Similarity Calculations

• The Area Scale Factor is $k^2$. This applies to any 2D area, cross-sectional area, or 3D total surface area.
• The Volume Scale Factor is $k^3$. This applies to volume, mass (if density is uniform), and Capacity.

Worked Example: Finding Area from Lengths

A small monster toy has a height of $20$ cm and a surface area of $300$ cm$^2$. A mathematically similar large monster toy has a height of $120$ cm. Calculate the surface area of the large monster toy.

Step 1: Calculate the linear scale factor ($k$).

• $k = 120 \div 20 = 6$

Step 2: Calculate the Area Scale Factor ($k^2$).

• $k^2 = 6^2 = 36$

Step 3: Multiply the small area by the Area Scale Factor.

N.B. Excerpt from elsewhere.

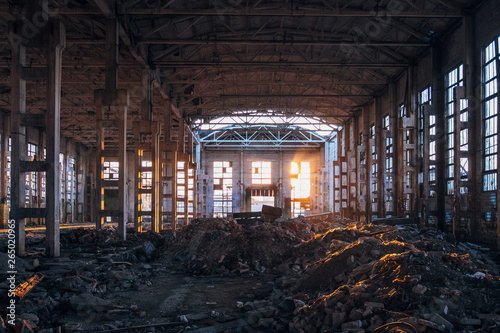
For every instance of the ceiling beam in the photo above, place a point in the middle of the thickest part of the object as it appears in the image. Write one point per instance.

• $\text{Large Area} = 300 \times 36 = 10{,}800$ cm$^2$

Worked Example: Finding Length from Volumes

Two mathematically similar cones have volumes of $20$ cm$^3$ and $540$ cm$^3$. The height of the larger cone is $15$ cm. Calculate the height of the smaller cone.

Step 1: Calculate the Volume Scale Factor ($k^3$).

• $k^3 = 540 \div 20 = 27$

Step 2: Find the linear scale factor ($k$) by cube rooting.

• $k = \sqrt[3]{27} = 3$

Step 3: Divide the larger height by $k$ to find the smaller height.

• $\text{Small Height} = 15 \div 3 = 5$ cm

Transitioning Dimensions (Higher Tier)

• You cannot convert directly between area and volume scale factors.
• You must always find the linear scale factor ($k$) first by square rooting the Area Scale Factor or cube rooting the Volume Scale Factor.
• For example, if the volumes of two similar solids are in the ratio $27:64$, their lengths are in the ratio $\sqrt[3]{27}:\sqrt[3]{64}$ which simplifies to $3:4$.
• Their surface areas would then be in the ratio $3^2:4^2$, giving $9:16$.

Negative Scale Factors (Higher Tier)

• A negative scale factor ($k < 0$) means the shape is inverted and rotated $180^\circ$ through a center of enlargement.
• Physical measurements like length, area, and volume cannot be negative.
• To find a missing length when $k$ is negative, multiply by the absolute value $|k|$.
• Because any number squared is positive, a negative linear scale factor still results in a positive Area Scale Factor ($k^2$).